The link has been updated and the longer paper added. Thank you for sharing.
What we want is each voter to provide independent evidence about the quality of the post. So the voters influencing each other is a bad idea. We already have the system where for a discussion post, the karma score shrinks to a dot when it is young, so the first voters have a slightly harder time seeing how their peers are voting. This doesn’t do anything to prevent bias in my votes though, as I get to discussion threads via this page, where they are visible.
Now that LessWrong seems to have moved to most discussion occuring in open threads and other big threads like that, maybe a similar feature for comments would be a good idea?
The other thing we can do to deal with it is to just take vote scores on comments slightly less seriously, keeping in mind that they may be due to this bias.
How do they distuingish whether people just read upvoted comments more or are more likely to upvote after actually reading the comment than when it is not upvoted? I know that I personally am more likely to read higher upvoted comments for the simple reason that I think they are more likely not to waste my time. The comments I don’t read I don’t upvote or downvote.
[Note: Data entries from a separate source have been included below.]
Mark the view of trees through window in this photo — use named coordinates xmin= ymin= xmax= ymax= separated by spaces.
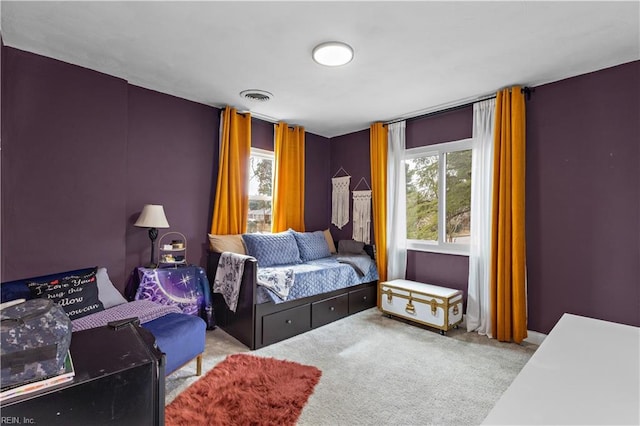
xmin=406 ymin=155 xmax=439 ymax=241
xmin=247 ymin=152 xmax=273 ymax=233
xmin=445 ymin=150 xmax=472 ymax=243
xmin=406 ymin=149 xmax=471 ymax=245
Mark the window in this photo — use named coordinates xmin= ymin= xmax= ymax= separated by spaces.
xmin=405 ymin=138 xmax=472 ymax=254
xmin=247 ymin=148 xmax=274 ymax=233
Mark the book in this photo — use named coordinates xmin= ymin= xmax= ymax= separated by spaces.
xmin=0 ymin=351 xmax=75 ymax=402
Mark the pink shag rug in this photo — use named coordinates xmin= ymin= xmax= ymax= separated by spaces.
xmin=165 ymin=353 xmax=322 ymax=426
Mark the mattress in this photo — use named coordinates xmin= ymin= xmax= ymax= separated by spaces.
xmin=256 ymin=254 xmax=378 ymax=304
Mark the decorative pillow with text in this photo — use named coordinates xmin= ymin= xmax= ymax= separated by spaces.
xmin=27 ymin=268 xmax=105 ymax=320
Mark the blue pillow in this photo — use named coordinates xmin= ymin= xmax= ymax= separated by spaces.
xmin=292 ymin=231 xmax=331 ymax=262
xmin=242 ymin=232 xmax=302 ymax=267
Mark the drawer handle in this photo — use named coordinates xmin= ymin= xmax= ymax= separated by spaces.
xmin=285 ymin=319 xmax=292 ymax=324
xmin=362 ymin=296 xmax=367 ymax=300
xmin=453 ymin=305 xmax=459 ymax=316
xmin=430 ymin=299 xmax=437 ymax=316
xmin=330 ymin=306 xmax=335 ymax=311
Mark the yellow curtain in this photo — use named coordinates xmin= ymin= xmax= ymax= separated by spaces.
xmin=370 ymin=122 xmax=388 ymax=294
xmin=272 ymin=122 xmax=305 ymax=232
xmin=210 ymin=107 xmax=251 ymax=235
xmin=490 ymin=87 xmax=527 ymax=343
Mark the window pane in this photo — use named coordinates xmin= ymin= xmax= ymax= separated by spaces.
xmin=405 ymin=155 xmax=439 ymax=241
xmin=248 ymin=156 xmax=273 ymax=233
xmin=445 ymin=150 xmax=471 ymax=244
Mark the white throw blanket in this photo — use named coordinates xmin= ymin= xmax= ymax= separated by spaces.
xmin=331 ymin=176 xmax=351 ymax=229
xmin=257 ymin=268 xmax=295 ymax=301
xmin=213 ymin=252 xmax=252 ymax=312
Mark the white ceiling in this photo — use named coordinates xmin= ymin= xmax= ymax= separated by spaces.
xmin=1 ymin=1 xmax=639 ymax=138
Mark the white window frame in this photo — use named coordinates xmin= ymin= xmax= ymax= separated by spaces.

That hypothesis predicts that the manipulated comments would also received more downvotes, but they didn’t. For an example that sounds like your hypothesis, see the claim that Eliezer’s comments get large karma scores, both positive and negative.
Isn’t this the whole point of the AntiKibitzer preference?
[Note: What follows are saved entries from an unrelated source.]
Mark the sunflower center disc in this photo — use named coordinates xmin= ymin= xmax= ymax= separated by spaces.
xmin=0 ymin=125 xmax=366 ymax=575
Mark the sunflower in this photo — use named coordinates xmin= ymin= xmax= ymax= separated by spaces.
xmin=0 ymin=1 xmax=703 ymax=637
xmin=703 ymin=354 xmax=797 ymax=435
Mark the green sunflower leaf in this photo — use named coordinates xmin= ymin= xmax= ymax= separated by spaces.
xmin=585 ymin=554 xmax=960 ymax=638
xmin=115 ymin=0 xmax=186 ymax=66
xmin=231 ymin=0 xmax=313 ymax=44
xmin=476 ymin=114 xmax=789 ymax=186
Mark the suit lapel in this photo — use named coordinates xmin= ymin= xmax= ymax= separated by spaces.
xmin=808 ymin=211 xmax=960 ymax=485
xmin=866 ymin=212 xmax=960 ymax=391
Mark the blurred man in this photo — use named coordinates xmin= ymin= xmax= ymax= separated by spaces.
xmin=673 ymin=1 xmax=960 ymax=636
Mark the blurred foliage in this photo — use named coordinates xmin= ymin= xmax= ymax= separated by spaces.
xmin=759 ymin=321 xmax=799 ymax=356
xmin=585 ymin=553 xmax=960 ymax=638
Depends what herd one is a part of. I think I’m part of the smaller contrarian herd that uses karma to “do my bit” in countering what I see as excesses of the herd.
Just for reference someone or a group is neg bombing me. Over the course of a few minutes I plummeted 15 karma, and it was a −1 for almost every post I made. A few minutes later it dropped 3 more as I made new comments and I suspect its going to continue to drop quickly.
I hope this isn’t considered an acceptable use of the karma system. I might think maybe just a lot of people disagreed except not a single neg came with a comment explaining it and they dropped so fast and so evenly across my comments on totally unrelated subjects that someone couldn’t have accidentally stumbled onto all my comments that quickly, ie about 2-5 minutes? It all happened in one page refresh.
Perhaps if someone is a first rater, ze should be especially thoughtful or err on the positive side in zir ratings, given that early ratings have an undue influence and an early negative rating has the potential to prevent later people from viewing the comment/post, while a later rating is unlikely to have as big of an effect. An undeservedly positive rating is likely to be responded to (if only indirectly) through later comments and ratings since it increases the likelihood of later people viewing the post, while an undeservedly negative one will not be, since it prevents (potentially) the chances of later people seeing the post.
Additionally, I wonder if people on LW are more concerned about appearing naive or uncritical by accidentally commenting favorably on a low-quality post than appearing too critical by criticizing a high-quality post. I think there might be a bias there, but it might just be that it’s easier to add value to a low-quality post by pointing out an obvious flaw than to a high-quality post.
For posts I use the vote as an indication of what the LW-consensus of this post is. So if the title is not that promising and the score is low I often don’t read it. If I do read it though, I try to account for the “bias” of the up-/ downvote and make an effort to find an independent evaluation. So I don’t really think it’s an issue.